Among the dead was Sarah , the wife of Robert and mother of all his children. A 17-year-old daughter, Maddie Felts, who had already been widowed at the age of 17, was also visiting in the home when the storm hit and died as well.


Three other daughters, Bella Octavia, 18, Kerren, 15 and Verda, 10, all succumbed to the power of the storm as did two sons, Robert, 21, and Warren, 13. 


Twenty-one year-old Hawley Felts, the brother-in-law of Maddie, had brought her to the home that day to visit. He was also killed in the tornado.


Several other members of the community nearby the Weems home we're also injured, but all the Polk County deaths that occurred that day we're connected to the Weems family.

The property damage at the Weems home alone was assessed at $2,500. In 2024 dollars that equates to $60,610.55.


The only child of the Weems family that survived the disaster was 25-year-old Velma Williams Bacon, who had married earlier in the year and moved back to Oklahoma. She gave birth to a little girl the next year and named her Bela Octavia in honor of her fallen sister.
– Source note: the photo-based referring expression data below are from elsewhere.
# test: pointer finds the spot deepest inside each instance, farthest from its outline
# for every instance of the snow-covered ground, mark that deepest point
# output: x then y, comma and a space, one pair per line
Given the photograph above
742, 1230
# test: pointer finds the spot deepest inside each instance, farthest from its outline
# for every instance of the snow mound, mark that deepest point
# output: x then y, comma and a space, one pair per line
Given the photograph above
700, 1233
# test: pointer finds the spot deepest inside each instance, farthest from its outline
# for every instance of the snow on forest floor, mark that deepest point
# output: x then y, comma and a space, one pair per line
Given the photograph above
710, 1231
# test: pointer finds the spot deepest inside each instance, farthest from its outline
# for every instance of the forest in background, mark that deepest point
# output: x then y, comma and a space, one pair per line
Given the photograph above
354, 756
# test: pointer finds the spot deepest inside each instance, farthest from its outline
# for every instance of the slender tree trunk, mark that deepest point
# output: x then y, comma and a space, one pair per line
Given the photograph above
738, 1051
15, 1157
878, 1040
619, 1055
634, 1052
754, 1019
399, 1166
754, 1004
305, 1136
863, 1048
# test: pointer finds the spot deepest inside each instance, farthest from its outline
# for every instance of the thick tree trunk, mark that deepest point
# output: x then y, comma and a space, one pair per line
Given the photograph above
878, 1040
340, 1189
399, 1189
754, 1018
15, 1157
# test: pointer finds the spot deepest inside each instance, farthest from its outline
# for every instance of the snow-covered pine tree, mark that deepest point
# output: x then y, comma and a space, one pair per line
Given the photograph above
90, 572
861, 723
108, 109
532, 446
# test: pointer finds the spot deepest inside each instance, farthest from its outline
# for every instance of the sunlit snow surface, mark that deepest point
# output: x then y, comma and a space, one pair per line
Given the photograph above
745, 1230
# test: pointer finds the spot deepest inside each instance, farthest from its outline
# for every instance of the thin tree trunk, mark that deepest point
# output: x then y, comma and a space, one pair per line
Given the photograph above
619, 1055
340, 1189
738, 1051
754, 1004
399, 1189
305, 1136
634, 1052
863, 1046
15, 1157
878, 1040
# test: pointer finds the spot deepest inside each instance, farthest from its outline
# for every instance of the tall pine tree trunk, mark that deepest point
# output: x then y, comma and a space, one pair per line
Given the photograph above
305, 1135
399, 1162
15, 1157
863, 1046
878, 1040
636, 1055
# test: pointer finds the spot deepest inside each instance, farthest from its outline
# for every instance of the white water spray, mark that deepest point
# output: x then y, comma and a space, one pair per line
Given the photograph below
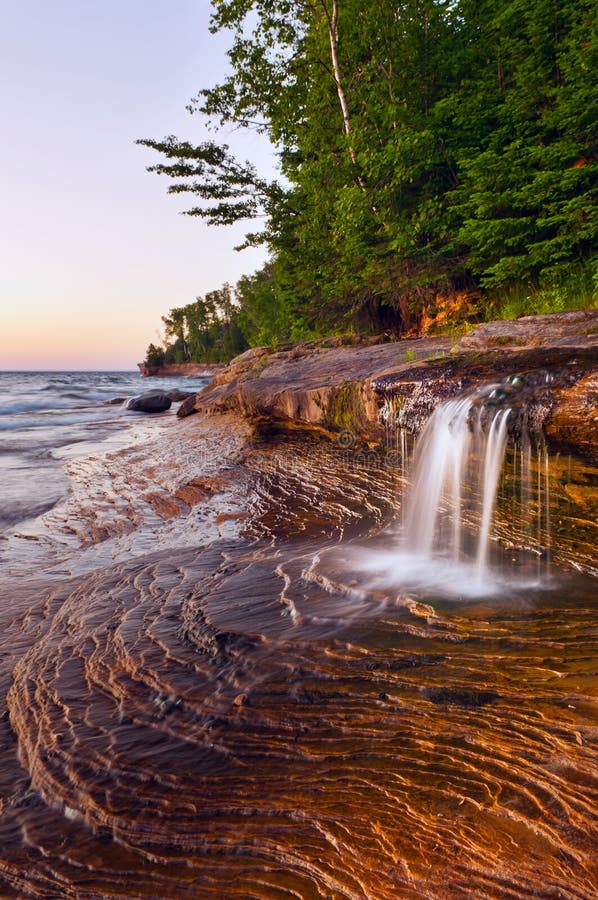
458, 460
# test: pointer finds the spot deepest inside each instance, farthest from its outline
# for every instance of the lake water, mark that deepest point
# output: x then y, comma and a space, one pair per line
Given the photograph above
46, 417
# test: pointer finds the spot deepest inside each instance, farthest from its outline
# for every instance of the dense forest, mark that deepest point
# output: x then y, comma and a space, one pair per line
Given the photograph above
428, 149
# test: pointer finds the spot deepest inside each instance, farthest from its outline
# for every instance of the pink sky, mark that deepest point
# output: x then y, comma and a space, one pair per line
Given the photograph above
92, 251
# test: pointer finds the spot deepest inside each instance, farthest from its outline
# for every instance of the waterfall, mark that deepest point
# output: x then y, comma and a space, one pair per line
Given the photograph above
458, 460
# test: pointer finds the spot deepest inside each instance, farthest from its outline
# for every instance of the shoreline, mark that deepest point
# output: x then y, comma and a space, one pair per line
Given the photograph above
181, 370
364, 389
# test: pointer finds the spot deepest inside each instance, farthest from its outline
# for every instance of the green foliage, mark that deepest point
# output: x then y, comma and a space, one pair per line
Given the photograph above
424, 146
154, 356
575, 289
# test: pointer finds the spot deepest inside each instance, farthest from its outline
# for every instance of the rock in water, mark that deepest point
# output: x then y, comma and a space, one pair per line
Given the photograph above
187, 407
176, 395
152, 401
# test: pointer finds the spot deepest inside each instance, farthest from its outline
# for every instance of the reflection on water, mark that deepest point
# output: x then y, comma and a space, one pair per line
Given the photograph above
264, 711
Three days after the tragedy, all of the deceased members of the Weems family were buried in a mass grave in the Daniel Cemetery in Wickes. 


Robert Williams outlived his family about 20 years. Eight years after the tragedy he married Rena Perry in Murray County, Oklahoma. That union produced one son, Thurman Adolphus "Bud" Weems, and the couple remained married until Robert's death in 1937.


To this date, the 1917 storm system remains the most deadly in terms of lives lost in one weather-related incident in Polk County.